Nach der Erfindung des Buchdrucks im 15. Jahrhundert wurde Pergament häufig als Verstärkung für Buchdeckel verwendet. Das dafür benötigte Material wurde allerdings nicht neu hergestellt: Buchbinder griffen auf bereits vorhandenes Pergament zurück und verarbeiteten lateinische, mittelhochdeutsche sowie vor allem hebräische und aramäische Handschriften. Die damaligen historischen Umstände erklären, warum diese Manuskripte überhaupt verfügbar waren. „Der Großteil dieser Handschriften wurde im Zuge von Verfolgungen von Menschen jüdischen Glaubens zwischen dem 13. und 16. Jahrhundert geraubt oder konfisziert“, erklärt Univ.-Doz. Dr.
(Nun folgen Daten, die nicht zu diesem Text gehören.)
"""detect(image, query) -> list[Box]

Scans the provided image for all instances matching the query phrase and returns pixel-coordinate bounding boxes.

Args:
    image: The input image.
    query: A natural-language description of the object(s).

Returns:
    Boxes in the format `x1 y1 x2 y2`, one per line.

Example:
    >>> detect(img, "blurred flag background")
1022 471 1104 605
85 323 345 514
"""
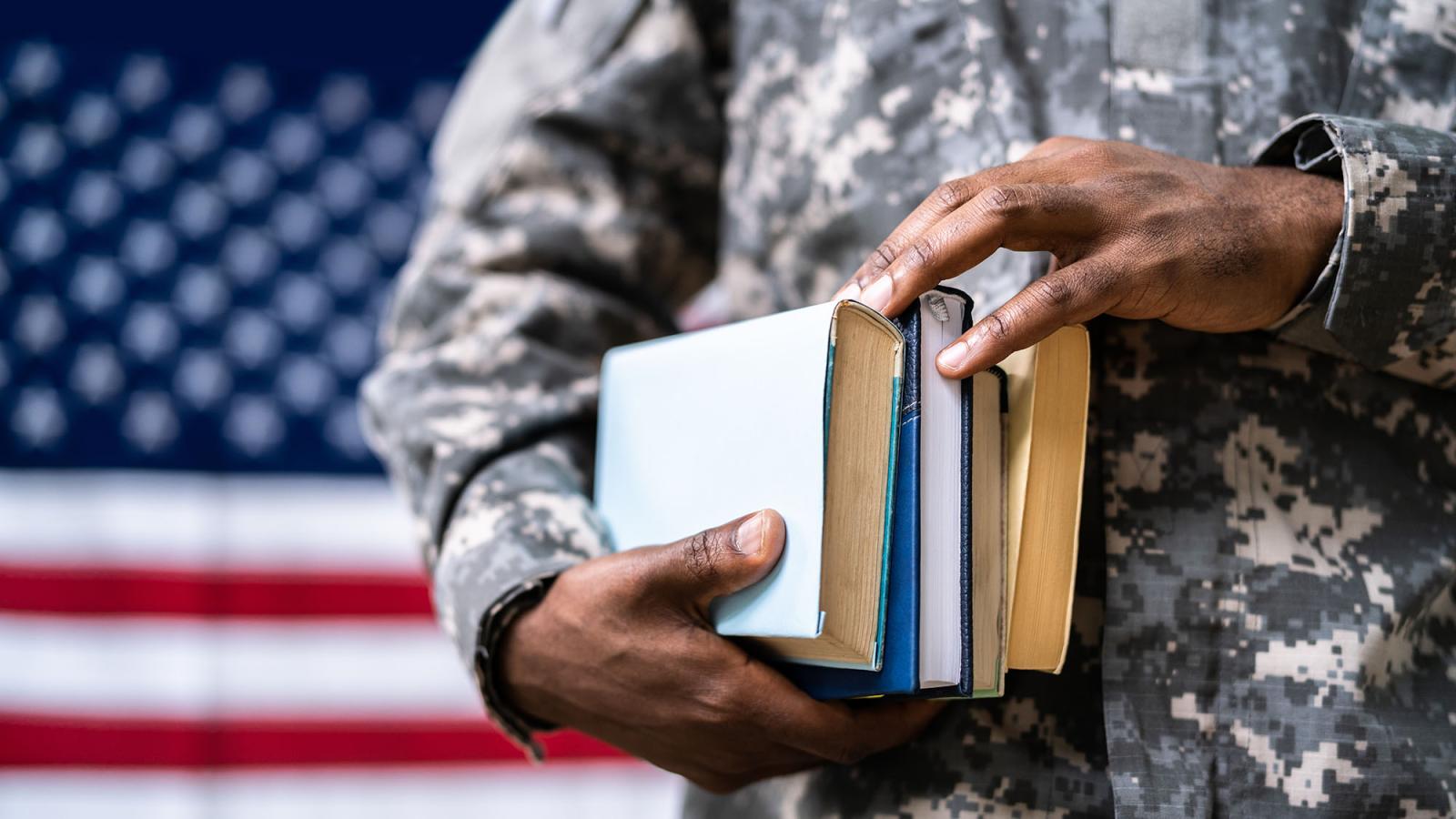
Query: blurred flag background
0 0 679 817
Ursula Schattner-Rieser vom Institut für Alte Geschichte und Altorientalistik. „Diese Materialien aus Pergament wurden für Bucheinbände verwendet, indem sie zerschnitten und häufig in mehreren Schichten und ohne Rücksicht auf Inhalt oder künstlerische Verarbeitung in die Buchdeckel geklebt wurden“. Bereits vor zwei Jahren konnte die Bibelwissenschaftlerin auf insgesamt 19 hebräische Fragmente verweisen, die durch Zufall im Zuge von Restaurierungen in Bucheinbänden aus Beständen des Tiroler Universitäts- und Landesarchives entdeckt wurden. Schattner-Rieser erhofft sich durch die Analyse dieser Schriften wertvolle Informationen über die Geschichte der Tiroler Juden in der damaligen Zeit. In den letzten Monaten konnte die Wissenschaftlerin aufgrund ihrer gezielten Suche in Tirols Archiven und Klosterbibliotheken neue Entdeckungen machen. Insgesamt 11 Funde hebräischer und aramäischer Handschriften wurden ausfindig gemacht, einer davon stammt aus der Bibliothek des Stiftes Wilten in Innsbruck. „Der Text wurde vermutlich aufgrund der vor allem religionsgeschichtlich relevanten ‘Messiasfrage’ konfisziert, die speziell im 13. Jahrhundert für das Christentum von großer Bedeutung war. Ein weiterer Grund für Konfiszierungen war die vermeintliche Blasphemie und Diffamierung Jesu in den Schriften“, beschreibt Schattner-Rieser die Besonderheiten des Fundes.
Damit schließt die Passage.